[ジャパンの絆]<中>金髪の主将 心は「桜」

国際試合で闘志あふれるプレーを見せるマコーミックさん(奥)(1999年8月撮影)

「誰かが間違えて丸を書いたんだと思った」。元日本代表のアンドリュー・マコーミックさん(52)は、こう振り返った。

1998年2月、国際試合を控えた日本チームはホテルの部屋に集合していた。ホワイトボードにメンバーが記され、マコーミックさんの背番号13は、主将を示す丸印で囲まれていた。

ミーティング終了後、平尾誠二監督(故人)に改めて主将に指名され、外国出身者として初めて桜のジャージーを率いることになった。「主将は監督の右腕。驚いたけど、とても誇りに思ったよ」

この試合では、前半、ミスの多かったチームを一喝し、体を張っての突進やタックルで鼓舞。後半4トライの大逆転で勝利に導いたが、試合が終わると、「なぜ外国人を主将にするんだ」との批判が相次いだ。

平尾監督はこうした声に動じず、新主将について「ラグビーに取り組む姿勢が非常に良い」と評した。約6年前にニュージーランドから来日した「金髪の守護神」が、現在のチームで最も熱い闘争心を持っていると感じていたからだった。

日本代表の主将について熱く語るマコーミックさん

主将になったマコーミックさんは毎朝、誰よりも早く合宿所の食堂に向かった。チームメートと食事をしながら会話を重ね、席を立つのはいつも最後。コーヒーを10杯飲んだ朝もあった。

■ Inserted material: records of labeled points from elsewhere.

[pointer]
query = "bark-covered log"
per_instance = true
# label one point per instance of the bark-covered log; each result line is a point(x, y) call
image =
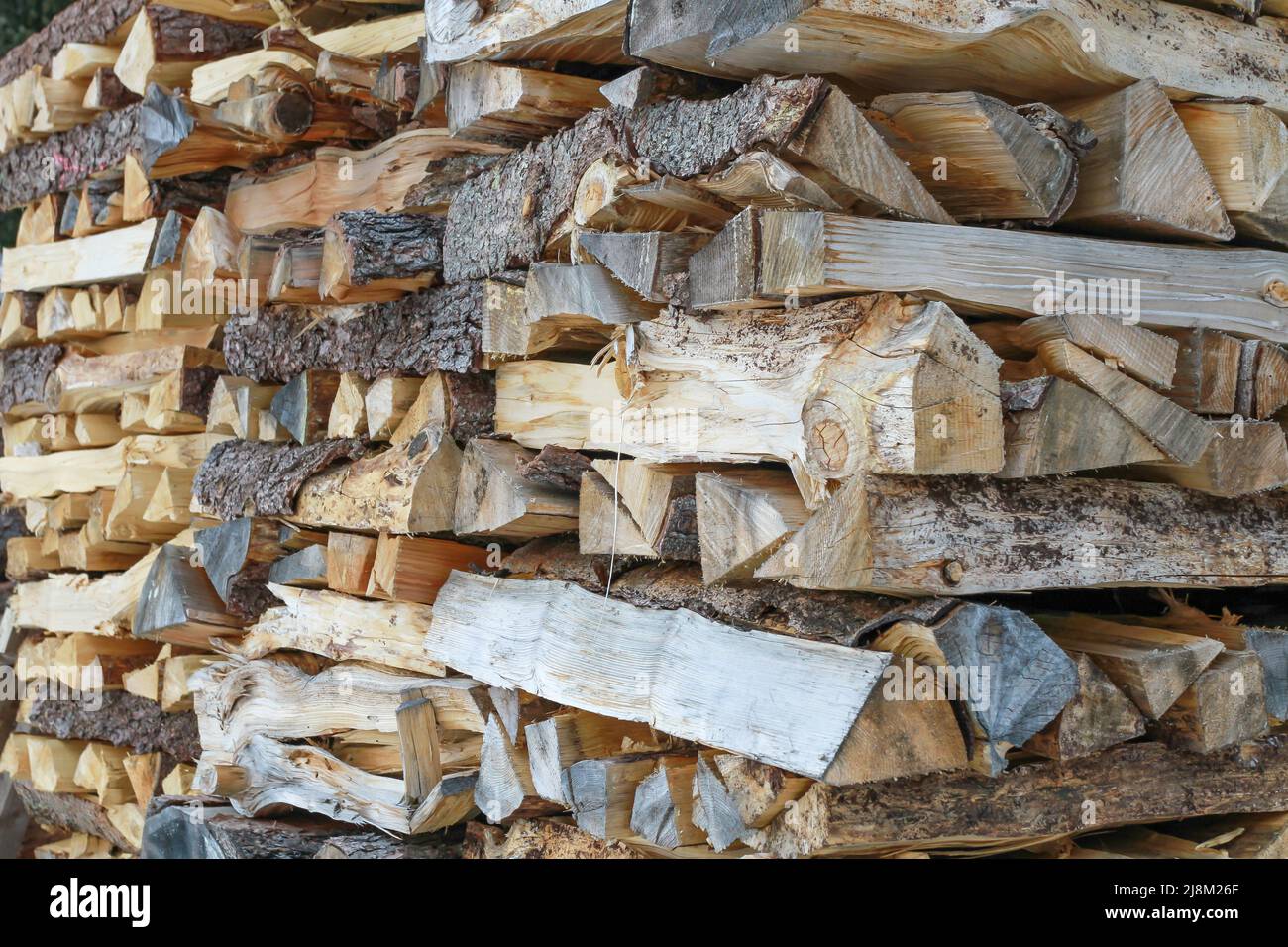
point(437, 330)
point(262, 478)
point(85, 21)
point(26, 372)
point(502, 218)
point(125, 719)
point(827, 616)
point(75, 813)
point(1133, 783)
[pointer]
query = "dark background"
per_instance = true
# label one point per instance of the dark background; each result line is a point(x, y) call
point(18, 20)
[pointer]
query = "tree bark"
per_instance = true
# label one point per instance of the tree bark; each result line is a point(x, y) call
point(125, 719)
point(262, 478)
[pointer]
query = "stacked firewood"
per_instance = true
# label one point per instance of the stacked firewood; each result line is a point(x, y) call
point(579, 429)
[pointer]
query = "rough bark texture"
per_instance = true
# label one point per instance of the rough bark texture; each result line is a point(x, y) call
point(502, 218)
point(124, 719)
point(25, 372)
point(187, 827)
point(86, 21)
point(389, 247)
point(472, 405)
point(75, 813)
point(63, 159)
point(261, 478)
point(1133, 783)
point(827, 616)
point(437, 330)
point(171, 31)
point(555, 467)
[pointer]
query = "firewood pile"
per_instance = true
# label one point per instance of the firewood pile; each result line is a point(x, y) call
point(581, 429)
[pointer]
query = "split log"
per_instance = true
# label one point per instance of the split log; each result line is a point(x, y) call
point(411, 569)
point(982, 158)
point(117, 256)
point(1153, 667)
point(1227, 703)
point(406, 488)
point(1177, 433)
point(1067, 534)
point(488, 231)
point(73, 813)
point(1144, 176)
point(561, 307)
point(833, 754)
point(585, 31)
point(375, 252)
point(275, 698)
point(867, 382)
point(1125, 785)
point(161, 47)
point(997, 663)
point(743, 515)
point(338, 179)
point(493, 500)
point(1207, 371)
point(1055, 427)
point(436, 330)
point(541, 839)
point(1006, 52)
point(179, 604)
point(256, 478)
point(828, 616)
point(344, 629)
point(1244, 147)
point(806, 254)
point(503, 103)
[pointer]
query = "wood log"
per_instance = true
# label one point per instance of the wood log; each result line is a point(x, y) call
point(585, 31)
point(493, 500)
point(1129, 784)
point(1100, 715)
point(338, 179)
point(1144, 176)
point(395, 252)
point(505, 103)
point(840, 755)
point(1227, 703)
point(179, 604)
point(1244, 149)
point(437, 330)
point(406, 488)
point(643, 262)
point(1067, 543)
point(982, 158)
point(819, 254)
point(859, 369)
point(1055, 427)
point(162, 48)
point(1177, 433)
point(257, 478)
point(1153, 667)
point(1005, 52)
point(561, 307)
point(412, 569)
point(119, 256)
point(344, 629)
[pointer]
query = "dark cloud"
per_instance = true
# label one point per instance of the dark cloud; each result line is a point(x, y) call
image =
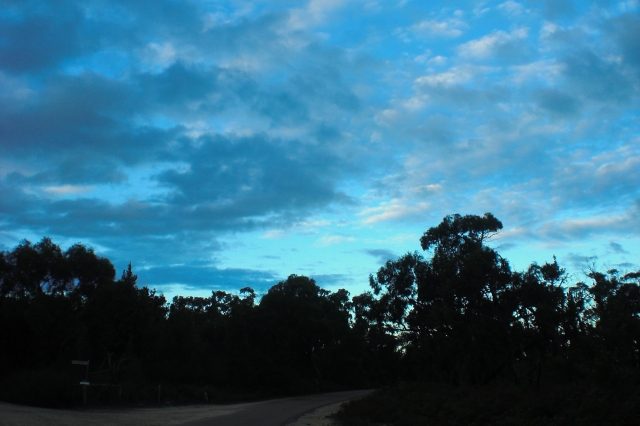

99年のワールドカップ(W杯)後、代表を引退し、リーダーシップに関する講演などを行う。「自分より他人のことを思いやる、そんな心を日本で学んだ。僕は見た目は外国人だけど、心は日本人になった」

外国籍でも「日本のため」

ラグビーは国際規定で、外国籍でも日本代表になれる。他の国や地域の代表として試合に出場した経験がなく、①日本生まれ ②両親、祖父母の1人が日本生まれ ③直前の3年間継続して日本に居住――などの条件を一つでも満たせば良い。

来月開幕するW杯で3連覇を目指すニュージーランド、ラグビーの母国イングランドを含め、多くの海外チームでも外国出身者が活躍している。

日本が3勝を挙げた前回W杯では、リーチマイケル主将(30)ら計10人の外国出身者がチームを支えた。キックの前の拝むようなポーズで注目を集めた五郎丸歩選手(33)は大会中、SNSで彼らについて発信した。

「母国より日本を選び、日本のために戦っている最高の仲間だ。国籍は違うが日本を背負っている。これがラグビーだ」

トンガ国籍のハラトア・ヴァイレアさん(20)は日体大柏高1年の時、前回大会の日本代表の躍進をテレビで見た。半年前に来日してからも、母国の代表になることが一番の目標だったが、最後まであきらめずにプレーする桜の戦士に心動かされた。

しばらくして買い物に行った際、日本代表のレプリカユニホームを手に取った。すると、一緒にいた監督から言われた。「それはハラトアには買わないよ。欲しかったら自分の力で手にしなさい」。この言葉で目標が決まった。

3年で高校日本代表に選ばれ、日体大に進学後、20歳以下代表に選出された。「親切で、たくさん応援してくれる日本人が好きになった。将来、W杯の代表になって、日本のために活躍したい」と夢を描いている。